Sei studenti sono stati condannati per omosessualità a tre anni di prigione e, come se non bastasse, una volta scarcerati saranno banditi dalla città di Kairouan per cinque anni. E’ successo in Tunisia lo scorso 10 dicembre: i tre giudici hanno applicato la pena massima prevista per la sodomia, applicando l’articolo 230 del codice penale, a cui si è aggiunta anche l’interdizione a rientrare in città per cinque anni, secondo l’articolo 5 dello stesso codice. Quest’ultimo non era mai stato applicato in casi simili, come ha ricordato persino il deputato dell’Arp, l’Assemblea dei rappresentanti del popolo, Mohammed Abbou: «un provvedimento del genere a proposito di questioni che riguardano la morale non era mai stato preso», ha commentato.

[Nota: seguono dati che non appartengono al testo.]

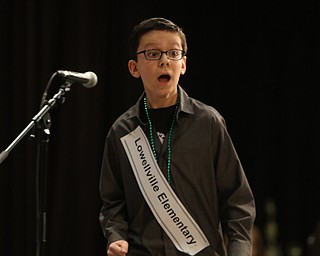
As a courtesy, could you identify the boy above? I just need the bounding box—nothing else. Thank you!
[100,18,255,256]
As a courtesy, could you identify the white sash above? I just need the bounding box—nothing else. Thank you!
[121,126,210,255]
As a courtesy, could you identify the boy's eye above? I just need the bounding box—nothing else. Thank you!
[146,50,161,58]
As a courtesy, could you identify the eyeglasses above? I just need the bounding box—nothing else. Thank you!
[136,49,185,60]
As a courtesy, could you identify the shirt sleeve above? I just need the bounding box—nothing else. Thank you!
[99,132,128,246]
[216,118,256,256]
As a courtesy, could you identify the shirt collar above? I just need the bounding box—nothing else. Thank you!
[128,85,194,120]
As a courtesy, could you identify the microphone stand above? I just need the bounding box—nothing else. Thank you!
[0,82,71,256]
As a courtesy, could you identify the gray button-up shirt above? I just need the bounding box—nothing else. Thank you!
[100,86,255,256]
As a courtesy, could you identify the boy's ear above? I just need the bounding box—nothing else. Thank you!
[180,56,187,75]
[128,60,140,78]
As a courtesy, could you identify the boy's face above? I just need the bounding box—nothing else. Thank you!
[128,30,186,107]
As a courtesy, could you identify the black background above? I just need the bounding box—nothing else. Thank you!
[0,0,320,256]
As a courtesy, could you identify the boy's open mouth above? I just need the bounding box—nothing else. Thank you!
[158,75,170,82]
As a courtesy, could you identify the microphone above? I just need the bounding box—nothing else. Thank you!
[57,70,98,88]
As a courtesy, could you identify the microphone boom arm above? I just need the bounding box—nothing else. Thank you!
[0,82,71,164]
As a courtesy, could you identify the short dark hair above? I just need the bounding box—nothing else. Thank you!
[129,17,187,60]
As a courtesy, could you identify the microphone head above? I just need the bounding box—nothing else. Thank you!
[83,71,98,88]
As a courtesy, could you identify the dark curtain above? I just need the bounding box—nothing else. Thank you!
[0,0,320,256]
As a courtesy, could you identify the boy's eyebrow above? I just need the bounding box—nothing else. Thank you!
[139,42,182,50]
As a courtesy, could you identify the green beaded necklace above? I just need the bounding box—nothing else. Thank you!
[143,93,180,184]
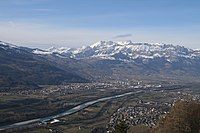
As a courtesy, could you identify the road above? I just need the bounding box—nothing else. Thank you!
[0,91,142,131]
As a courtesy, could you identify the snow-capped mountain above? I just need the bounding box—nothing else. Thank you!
[34,41,200,61]
[0,41,200,86]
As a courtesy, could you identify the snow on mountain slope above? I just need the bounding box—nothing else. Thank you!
[34,41,200,61]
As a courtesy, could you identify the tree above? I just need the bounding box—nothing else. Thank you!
[152,100,200,133]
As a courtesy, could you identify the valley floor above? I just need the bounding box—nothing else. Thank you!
[0,81,200,133]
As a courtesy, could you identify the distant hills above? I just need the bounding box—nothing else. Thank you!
[0,41,200,87]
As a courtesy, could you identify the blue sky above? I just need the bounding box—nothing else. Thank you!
[0,0,200,48]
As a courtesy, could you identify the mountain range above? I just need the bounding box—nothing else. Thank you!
[0,41,200,88]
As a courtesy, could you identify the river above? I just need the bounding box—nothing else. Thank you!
[0,91,142,131]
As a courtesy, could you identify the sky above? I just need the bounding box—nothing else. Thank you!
[0,0,200,49]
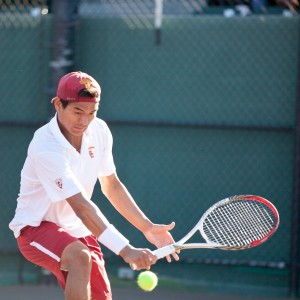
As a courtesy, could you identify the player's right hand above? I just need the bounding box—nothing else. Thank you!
[119,245,157,270]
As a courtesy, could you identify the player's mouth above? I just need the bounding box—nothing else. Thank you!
[74,126,86,132]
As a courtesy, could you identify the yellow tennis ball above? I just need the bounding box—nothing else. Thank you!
[137,271,158,292]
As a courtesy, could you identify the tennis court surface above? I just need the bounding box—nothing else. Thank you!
[0,285,284,300]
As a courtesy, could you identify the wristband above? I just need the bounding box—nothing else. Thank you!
[98,224,129,255]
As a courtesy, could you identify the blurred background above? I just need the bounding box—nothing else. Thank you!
[0,0,300,299]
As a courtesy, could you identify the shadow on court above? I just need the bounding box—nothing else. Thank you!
[0,285,288,300]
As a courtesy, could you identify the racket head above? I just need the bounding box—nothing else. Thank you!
[198,195,279,250]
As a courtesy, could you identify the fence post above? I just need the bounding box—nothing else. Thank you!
[290,25,300,297]
[49,0,79,115]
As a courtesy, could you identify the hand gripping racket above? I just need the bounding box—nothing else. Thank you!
[131,195,279,269]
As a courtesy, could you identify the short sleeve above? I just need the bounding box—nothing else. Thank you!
[98,122,116,176]
[35,152,83,202]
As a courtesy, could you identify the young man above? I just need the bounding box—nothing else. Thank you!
[9,72,178,300]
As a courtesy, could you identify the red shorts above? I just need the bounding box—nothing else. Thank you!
[17,222,112,300]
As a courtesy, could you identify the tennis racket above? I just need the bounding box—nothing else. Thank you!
[131,195,279,269]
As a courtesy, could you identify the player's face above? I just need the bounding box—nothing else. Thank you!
[55,101,99,139]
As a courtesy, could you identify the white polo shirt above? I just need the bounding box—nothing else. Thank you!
[9,116,115,238]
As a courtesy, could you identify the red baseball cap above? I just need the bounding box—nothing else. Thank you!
[56,71,101,103]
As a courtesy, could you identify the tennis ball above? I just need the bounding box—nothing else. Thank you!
[137,271,158,292]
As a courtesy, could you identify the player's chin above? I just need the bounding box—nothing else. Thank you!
[72,127,86,136]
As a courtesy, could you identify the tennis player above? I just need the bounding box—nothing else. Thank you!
[9,72,178,300]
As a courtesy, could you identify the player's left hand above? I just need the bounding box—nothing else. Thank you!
[144,222,179,262]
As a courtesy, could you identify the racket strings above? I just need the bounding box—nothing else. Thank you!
[203,200,276,248]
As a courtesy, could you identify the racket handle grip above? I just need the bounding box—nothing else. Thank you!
[153,245,176,259]
[129,245,176,270]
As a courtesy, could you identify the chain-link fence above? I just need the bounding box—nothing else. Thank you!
[0,0,299,298]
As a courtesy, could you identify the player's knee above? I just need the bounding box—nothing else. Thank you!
[61,241,92,271]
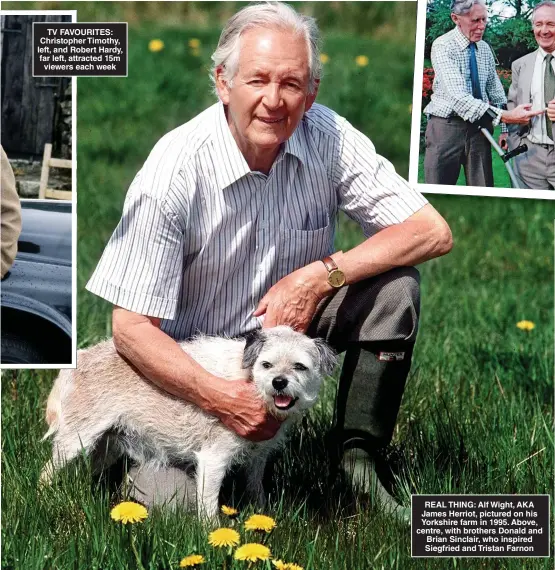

Un brutto risveglio per un paese che cerca a fatica di mantenere la barra verso la democrazia, fra opposizioni interne e la minaccia dell’Isis, che dall’inizio dell’anno ha già compiuto due attentati, al museo del Bardo e sulla spiaggia di Sousse.

La legge risale al 1913 ed è stata applicata molto raramente; riguardava finora più che altro casi legati alla prostituzione negli anni ’60 e ’70. Uno dei condannati dovrà anche fare sei mesi di prigione in più a causa del materiale pornografico trovato sul suo computer. Un caso clamoroso per la severità della pena, ma non certo l’unico: nel 2015 una cinquantina di persone sono già state condannate per omosessualità nel Paese.

«Siamo molto preoccupati non solo per la condanna, ma per le condizioni della detenzione: spesso gli omosessuali in carcere subiscono violenze da parte di compagni di cella omofobi senza ricevere protezione dai secondini», commenta Pier Cesare Notaro, coordinatore del sito internet “Il grande Colibrì”, che racchiude alcune sigle che si battono per la tutela dei diritti delle persone gay, lesbiche e transessuali, fra cui il Moi, Musulmani Omosessuali in Italia. «Inoltre, anche l’assistenza legale è evidentemente carente – aggiunge Notaro – l’avvocatessa che segue uno dei ragazzi ha sostenuto che l’omosessualità è un peccato e che è giusto punirla».

La sentenza rilancia il dibattito sulla criminalizzazione dell’omosessualità in Tunisia,  dopo che lo scorso marzo per la prima volta il Gay Pride aveva sfilato per le strade della capitale e l’associazione per i diritti delle persone omosessuali e transessuali Shams aveva ottenuto l’autorizzazione ufficiale del governo a fare attività politica e sociale.

Un passo indietro rispetto ai segnali della scorsa primavera, dunque? «In Tunisia è in atto un braccio di ferro tra posizioni tra loro diverse – spiega Notaro – da una parte alcune forze vorrebbero mantenere le vecchie leggi moralistiche, e questo spiega quello che probabilmente l’aumento dei casi di incarcerazione,dall’altra il dibattito sulla depenalizzazione del l’omosessualità è sempre più aperto e sta ottenendo sostegno inaspettati».

Proprio Shams, lo stesso 10 dicembre, per la Giornata internazionale dei diritti umani avrebbe voluto organizzare una manifestazione per i diritti dei gay ma le autorità non hanno dato il permesso. Motivazione? La lotta al terrorismo ha la precedenza. In risposta, l’associazione ha deciso di lanciare una campagna virtuale di sensibilizzazione sul tema contro quella che da molte parti viene già definita come una nuova “caccia all’omosessuale”. Già molti intellettuali tunisini hanno aderito alla richiesta di cancellare l’articolo 230 dal codice penare e lo slogan «On existe, on est criminalisé» (esistiamo e siamo criminalizzati) sta facendo il giro del web.

«Gli attivisti Lgbt tunisini restano molto attivi e sorprendentemente ottimisti – conclude Notaro – certo, sono in allerta, ma credono ancora che il processo democratico del loro paese porterà a dichiarare incostituzionali le leggi contro i rapporti tra persone dello stesso sesso. Ripetono anche che il sostegno che ricevono, nonostante sua ancora evidentemente insufficiente, è sempre più ampio e sempre più visibile. In questa situazione, anche il sostegno delle opinioni pubbliche estere risulta importante. Per questo noi cerchiamo di dar voce a questi coraggiosi attivisti e amici».